Inflammation (correct)

Shortness of breath

Nausea

What is considered a threshold value for venous inflow to keep pace with ejection from deep veins?

40 mmHg

50 mmHg

20 mmHg

30 mmHg (correct)

Which method is recommended for diagnosing post-thrombotic disease when intervention is planned?

Venography (correct)

Physical examination

Ultrasound

CT scan

Which of the following factors is NOT considered a potential cause of aneurysms?

Frequent exercise

What type of aneurysm occurs in the brain?

Cerebral aneurysm

What is a characteristic feature of unstable atherosclerotic plaques?

Thin fibrous cap and large lipid cores

Which type of atherosclerotic lesion is characterized by the presence of macrophage foam cells?

Type I

Which type of lesion represents the intermediate stage between fatty streaks and atheromas?

Type III

What is the primary constituent of the fibrofatty plaques found in atherosclerosis?

Lipid and necrotic debris

How do stable plaques typically present compared to unstable plaques?

They are asymptomatic.

Which type of atherosclerotic lesion consists of thick layers of fibrous connective tissue?

Type V

What primarily drives atherogenesis in the development of atherosclerosis?

Endothelial cell dysfunction

What is the primary role of the renin-angiotensin system in blood pressure regulation?

Raising blood pressure by increasing peripheral resistance and blood volume

Which condition is least likely associated with dysfunction in the renal excretory function?

Hyperthyroidism

What is a common etiology of vasculitis?

Immune complex deposition

In which situation would increased renal blood flow be compensatory?

Impairment of renal excretory function

Which of the following endocrine disorders is characterized by adrenocortical hyperfunction?

Cushing syndrome

Which of the following factors is NOT involved in the etiology of hypertension?

Decreased plasma volume

Which type of vasculitis typically affects specific vessels based on caliber and location?

Systemic vasculitis

What is a recognized mechanism underlying non-infectious vasculitis?

Antineutrophil cytoplasmic antibodies

Which hormone can inhibit sodium reabsorption and the renin-angiotensin system?

Natriuretic peptide

What is the most common congenital cardiac disease identified?

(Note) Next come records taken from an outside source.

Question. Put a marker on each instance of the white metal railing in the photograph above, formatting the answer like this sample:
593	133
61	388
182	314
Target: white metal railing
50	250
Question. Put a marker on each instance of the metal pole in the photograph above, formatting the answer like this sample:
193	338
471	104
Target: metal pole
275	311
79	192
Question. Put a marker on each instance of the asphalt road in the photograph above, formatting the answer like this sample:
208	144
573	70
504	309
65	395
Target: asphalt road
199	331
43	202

Ventricular septal defect (VSD)

Which congenital cardiac disease accounts for 8% of cases?

Pulmonary stenosis (PS)

Which of the following changes in plaque can lead to acute myocardial infarction?

Rupture/fissuring of plaque

At what level of coronary artery obstruction do symptoms likely occur even at rest?

90%

What percentage of congenital cardiac diseases does coarctation of the aorta represent?

5%

Which statement correctly describes the role of vasospasm in ischemic heart disease?

It is a reversible phenomenon.

Which congenital defect has the same prevalence as truncus arteriosus (TA)?

Total anomalous pulmonary venous connection (TAPVC)

Which of the following conditions is characterized by giant cell granuloma affecting mainly the temporal arteries?

Giant cell (temporal) arteritis

What is NOT a consequence of acute plaque change?

Blood vessel dilation

What is the primary issue that leads to ischemic heart disease (IHD)?

Diminished coronary perfusion

Which condition is known to primarily affect young children and involves the coronary arteries?

Kawasaki disease

What type of vasculitis is characterized by necrotizing fibrinous inflammation affecting medium-sized arteries?

Polyarteritis nodosa

Which of the following is a common outcome associated with myocardial infarction?

Chronic heart failure

Which of the following conditions is associated with segmental thrombosing inflammation in heavy smokers?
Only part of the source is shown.